Dix ans plus tard, Panégyrique rassemble dans un texte autobiographique de haute tenue l’essentiel d’une vie confrontée à “des temps troubles, d’extrèmes déchirements dans la société et d’immenses destructions”. Debord indique qu’il partira naturellement de lui, pour être “capable de condamner le monde sans même vouloir entendre ses discours trompeurs”. Il n’y a rien de présomptueux quand se trouvent ainsi marquées “les limites précises qui bornent nécessairement cette autorité” : à savoir “sa propre place dans le coeur du temps, et dans la société, ce qu’on a fait et ce qu’on a connu, ses passions dominantes”. Debord, plus loin, apporte cette donnée essentielle : “Le ton de ce discours sera en lui-même une garantie suffisante, puisque tout le monde comprendra que c’est uniquement en ayant vécu comme cela que l’on peut avoir la maîtrise de cette sorte d’exposé”.
Ce livre, en définitive, illustre un principe de vie, jamais démenti tout au long de l’existence de l’auteur, depuis le refus de toute obligation salariale, de toute spécialité (“docteur en rien”), de toute “participation aux milieux qui passaient alors pour intellectuels et artistiques”, et par indifférence aux questions d’argent ou celle liée à l’obligation d’occuper une quelconque place dans la société.

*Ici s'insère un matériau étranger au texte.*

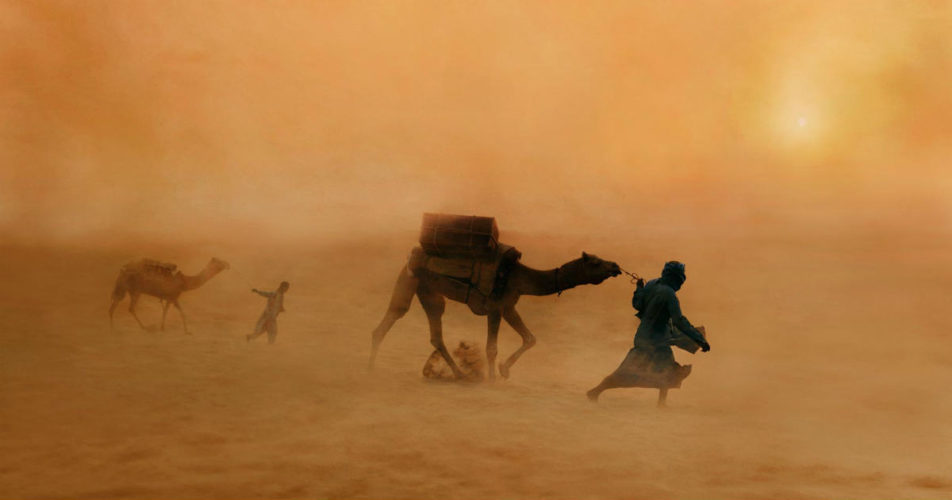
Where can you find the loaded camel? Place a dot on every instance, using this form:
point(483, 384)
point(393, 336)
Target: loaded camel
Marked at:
point(160, 280)
point(433, 290)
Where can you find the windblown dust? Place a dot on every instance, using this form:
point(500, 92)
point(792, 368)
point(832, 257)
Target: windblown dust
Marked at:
point(795, 156)
point(828, 378)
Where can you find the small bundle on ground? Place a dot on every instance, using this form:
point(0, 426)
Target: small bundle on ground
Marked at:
point(469, 358)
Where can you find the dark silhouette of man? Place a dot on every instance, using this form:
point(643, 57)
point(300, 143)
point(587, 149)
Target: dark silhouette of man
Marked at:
point(650, 363)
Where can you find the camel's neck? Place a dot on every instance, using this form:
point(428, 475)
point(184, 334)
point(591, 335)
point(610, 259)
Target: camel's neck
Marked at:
point(530, 281)
point(193, 282)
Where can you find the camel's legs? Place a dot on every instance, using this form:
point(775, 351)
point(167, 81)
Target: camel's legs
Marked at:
point(133, 300)
point(528, 340)
point(662, 397)
point(403, 292)
point(112, 307)
point(493, 320)
point(165, 310)
point(609, 382)
point(434, 305)
point(181, 312)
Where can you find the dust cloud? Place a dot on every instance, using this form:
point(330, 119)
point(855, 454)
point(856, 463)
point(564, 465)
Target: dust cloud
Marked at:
point(794, 156)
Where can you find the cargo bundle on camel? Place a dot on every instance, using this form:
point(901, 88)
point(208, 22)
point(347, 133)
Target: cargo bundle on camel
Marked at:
point(461, 259)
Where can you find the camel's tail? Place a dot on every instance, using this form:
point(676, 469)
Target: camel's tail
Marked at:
point(118, 293)
point(119, 290)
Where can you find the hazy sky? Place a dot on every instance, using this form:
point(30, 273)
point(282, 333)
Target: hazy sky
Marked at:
point(303, 119)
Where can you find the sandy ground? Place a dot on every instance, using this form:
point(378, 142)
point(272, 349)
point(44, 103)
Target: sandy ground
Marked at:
point(829, 378)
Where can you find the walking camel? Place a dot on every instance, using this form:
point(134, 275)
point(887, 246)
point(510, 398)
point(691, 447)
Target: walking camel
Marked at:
point(432, 290)
point(160, 280)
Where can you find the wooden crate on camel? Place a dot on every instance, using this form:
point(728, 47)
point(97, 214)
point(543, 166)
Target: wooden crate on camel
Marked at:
point(465, 249)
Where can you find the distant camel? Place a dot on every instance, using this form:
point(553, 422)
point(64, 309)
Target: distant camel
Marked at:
point(433, 289)
point(159, 280)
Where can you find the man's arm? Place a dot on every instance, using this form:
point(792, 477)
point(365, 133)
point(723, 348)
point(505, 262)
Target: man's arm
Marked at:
point(681, 323)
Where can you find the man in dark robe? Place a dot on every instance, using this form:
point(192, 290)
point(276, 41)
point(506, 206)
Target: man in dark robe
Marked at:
point(650, 363)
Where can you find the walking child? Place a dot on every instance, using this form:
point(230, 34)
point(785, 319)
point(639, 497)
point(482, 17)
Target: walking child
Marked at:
point(269, 318)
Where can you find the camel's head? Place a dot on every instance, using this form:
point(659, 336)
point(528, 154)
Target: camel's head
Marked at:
point(595, 270)
point(217, 265)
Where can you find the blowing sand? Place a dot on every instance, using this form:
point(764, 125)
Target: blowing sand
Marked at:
point(828, 378)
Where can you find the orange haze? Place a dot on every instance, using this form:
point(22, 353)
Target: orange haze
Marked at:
point(794, 154)
point(299, 119)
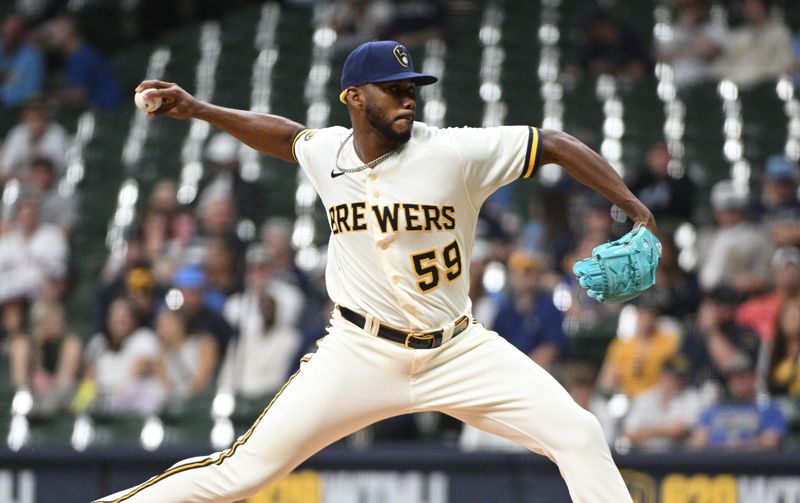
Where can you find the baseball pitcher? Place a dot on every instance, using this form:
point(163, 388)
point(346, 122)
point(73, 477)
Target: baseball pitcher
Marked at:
point(402, 200)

De telles dispositions d’esprit, plus quelques rencontres décisives favorisent la lecture des “bons livres (...) voire d’écrire ceux qui manquent encore”. Et Debord de relever (une fois de plus en 1989) : “Quant à la société, mes goûts et mes idées n’ont pas changé, restant les plus opposés à ce qu’elle était comme à tout ce qu’elle annonçait vouloir devenir”. Ceci également n’a pas besoin d’être commenté. Debord est resté fidèle à ce principe de vie que les lignes suivantes, toujours dans Panégyrique, peuvent résumer : “J’ai assurément vécu comme j’ai dit qu’il fallait vivre ; et ceci a été peut-être plus étrange encore, entre les gens de ma date, qui ont tous paru croire qu’il leur fallait seulement vivre d’après les instructions de ceux qui détiennent la production économique présente, et la puissance de communication dont elle s’est armée”.

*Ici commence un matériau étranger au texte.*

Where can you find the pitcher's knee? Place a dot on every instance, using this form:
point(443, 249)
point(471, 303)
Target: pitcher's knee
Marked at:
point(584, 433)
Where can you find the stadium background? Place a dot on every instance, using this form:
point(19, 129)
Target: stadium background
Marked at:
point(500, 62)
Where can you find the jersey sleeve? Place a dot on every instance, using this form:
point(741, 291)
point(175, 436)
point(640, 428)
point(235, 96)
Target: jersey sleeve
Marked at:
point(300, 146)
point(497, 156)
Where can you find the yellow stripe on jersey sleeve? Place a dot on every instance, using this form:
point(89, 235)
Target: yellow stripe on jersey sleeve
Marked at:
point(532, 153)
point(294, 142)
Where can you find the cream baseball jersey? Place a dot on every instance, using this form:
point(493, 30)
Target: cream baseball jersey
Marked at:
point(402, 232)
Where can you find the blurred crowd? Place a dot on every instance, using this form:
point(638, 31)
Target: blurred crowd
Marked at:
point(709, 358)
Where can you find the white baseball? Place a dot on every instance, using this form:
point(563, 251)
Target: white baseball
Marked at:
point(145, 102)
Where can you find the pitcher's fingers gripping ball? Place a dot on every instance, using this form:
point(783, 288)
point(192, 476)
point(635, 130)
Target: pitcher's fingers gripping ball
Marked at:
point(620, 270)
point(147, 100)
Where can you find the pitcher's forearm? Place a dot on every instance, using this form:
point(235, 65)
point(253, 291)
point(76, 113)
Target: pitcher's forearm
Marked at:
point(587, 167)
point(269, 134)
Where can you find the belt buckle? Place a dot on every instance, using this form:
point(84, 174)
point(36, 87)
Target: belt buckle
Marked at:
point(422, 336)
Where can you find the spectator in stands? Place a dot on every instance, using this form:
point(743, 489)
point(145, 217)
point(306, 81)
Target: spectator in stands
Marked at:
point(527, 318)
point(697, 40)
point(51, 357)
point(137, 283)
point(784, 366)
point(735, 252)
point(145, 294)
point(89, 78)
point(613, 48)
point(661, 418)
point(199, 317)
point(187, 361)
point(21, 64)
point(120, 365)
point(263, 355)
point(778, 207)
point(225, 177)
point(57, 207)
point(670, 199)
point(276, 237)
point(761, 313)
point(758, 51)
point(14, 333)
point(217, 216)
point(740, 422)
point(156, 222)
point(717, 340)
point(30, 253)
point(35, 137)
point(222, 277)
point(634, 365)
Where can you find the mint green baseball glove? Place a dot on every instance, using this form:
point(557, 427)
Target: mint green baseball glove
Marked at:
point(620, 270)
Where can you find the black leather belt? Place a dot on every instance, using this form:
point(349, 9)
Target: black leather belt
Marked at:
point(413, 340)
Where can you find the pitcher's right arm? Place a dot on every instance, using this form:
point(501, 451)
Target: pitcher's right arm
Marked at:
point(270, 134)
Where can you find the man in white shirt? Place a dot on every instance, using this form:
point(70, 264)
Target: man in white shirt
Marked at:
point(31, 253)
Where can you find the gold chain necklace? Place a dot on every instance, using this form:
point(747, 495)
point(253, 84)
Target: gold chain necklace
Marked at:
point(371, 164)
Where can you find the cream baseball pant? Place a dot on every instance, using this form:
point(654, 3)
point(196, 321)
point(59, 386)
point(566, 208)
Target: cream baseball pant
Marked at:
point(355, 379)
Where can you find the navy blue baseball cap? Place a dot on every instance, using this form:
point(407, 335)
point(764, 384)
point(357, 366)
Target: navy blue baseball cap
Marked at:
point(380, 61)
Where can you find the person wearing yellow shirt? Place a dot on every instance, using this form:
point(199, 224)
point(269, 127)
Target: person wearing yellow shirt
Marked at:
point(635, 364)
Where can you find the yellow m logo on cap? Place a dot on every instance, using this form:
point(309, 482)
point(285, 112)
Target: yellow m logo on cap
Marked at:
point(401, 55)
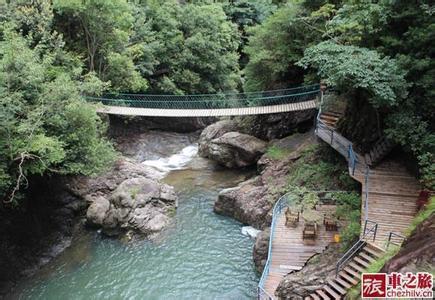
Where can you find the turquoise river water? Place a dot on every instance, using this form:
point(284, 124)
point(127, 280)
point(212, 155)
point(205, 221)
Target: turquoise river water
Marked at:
point(200, 256)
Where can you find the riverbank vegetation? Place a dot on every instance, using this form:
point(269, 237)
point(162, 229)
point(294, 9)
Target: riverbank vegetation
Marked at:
point(378, 55)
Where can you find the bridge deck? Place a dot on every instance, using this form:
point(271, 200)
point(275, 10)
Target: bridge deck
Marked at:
point(217, 112)
point(291, 252)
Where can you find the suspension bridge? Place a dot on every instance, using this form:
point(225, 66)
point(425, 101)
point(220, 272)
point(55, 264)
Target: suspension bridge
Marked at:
point(209, 105)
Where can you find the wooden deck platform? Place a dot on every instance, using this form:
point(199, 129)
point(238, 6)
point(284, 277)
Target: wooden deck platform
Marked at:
point(393, 192)
point(290, 252)
point(216, 112)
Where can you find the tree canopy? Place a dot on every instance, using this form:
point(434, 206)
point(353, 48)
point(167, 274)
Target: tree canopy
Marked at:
point(52, 53)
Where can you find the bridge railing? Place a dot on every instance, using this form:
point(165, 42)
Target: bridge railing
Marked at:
point(370, 231)
point(210, 101)
point(276, 212)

Il en va de même, sur le chapitre de cette “fidélité”, pour ce qui concerne André Breton. Plus encore peut-être pour l’auteur de Nadja, dans la mesure où, jusqu’à sa mort en 1966, il défendit avec la constance que l’on sait des principes de vie, un rapport au monde (13), une exigence, et une démarche collective confondus avec son “engagement” surréaliste. Il s’agit également ici d’une histoire tumultueuse dans des temps non moins troubles, sinon plus. Durant une période particulièrement difficile de sa vie Breton a écrit les lignes suivantes : “Cet homme, en avril 1930, recommencerait terriblement si c’était à refaire. Il n’a que l’expérience de ses rêves. Il ne peut concevoir de déception dans l’amour mais il conçoit et il n’a jamais cessé de concevoir la vie - dans sa continuité - comme le lieu de toutes les déceptions. C’est déjà bien assez curieux, bien intéressant qu’il en soit ainsi”. Ces lignes admirables prouvent, si besoin était, que l’on ne reste pas fidèle envers ce qui vous importe fondamentalement seulement d’une manière linéaire, sans aspérités, ou à la façon paisible d’un fleuve venant se jeter naturellement dans la mer. Cette “fidélité” s’éprouve à l’aune des difficultés qui la remettraient en question. Là aussi il faut pour ce faire avoir vécu, comme l’entendra plus tard Debord ; et également, dans le cas de Breton, avoir beaucoup désiré (dans le sens de s’émerveiller, il va sans dire).
Cette fidélité s’éprouve également quand l’histoire, dans des moments particuliers, vous somme de choisir entre deux impératifs, deux blocs dominants, deux manières de se renier. Lors d’un meeting organisé le 10 avril 1949 par le Rassemblement démocratique révolutionnaire, André Breton devait intervenir dans le cadre de la Journée internationale de résistance à la dictature et à la guerre. La salle devenant houleuse après l’intervention du physicien américain Comprom, prenant la défense d’une “dissuasion nucléaire” qui n’en avait pas encore le nom, les organisateurs avaient du annuler les dernières interventions prévues, dont celle de Breton. C’était fort dommage car cette allocution, outre les qualités intrinsèques du texte (et la surprise, bienvenue, de découvrir une longue et belle citation des Enfants humiliés de Bernanos), refuse de choisir comme d’aucuns l’incitaient à le faire entre les camps soviétique et américain. Il faut insister sur l’importance et l’exemplarité d’un tel refus au tout début de la guerre froide. Seuls les surréalistes, la plus grande partie des anarchistes, et quelques rares intellectuels refuseront de se rallier à l’un ou l’autre camp. Ni l’un, ni l’autre, affirme Breton avec force. Sachant que les mots, les arguments, pour dénoncer l’un, puis l’autre, ne sont assurément pas les mêmes.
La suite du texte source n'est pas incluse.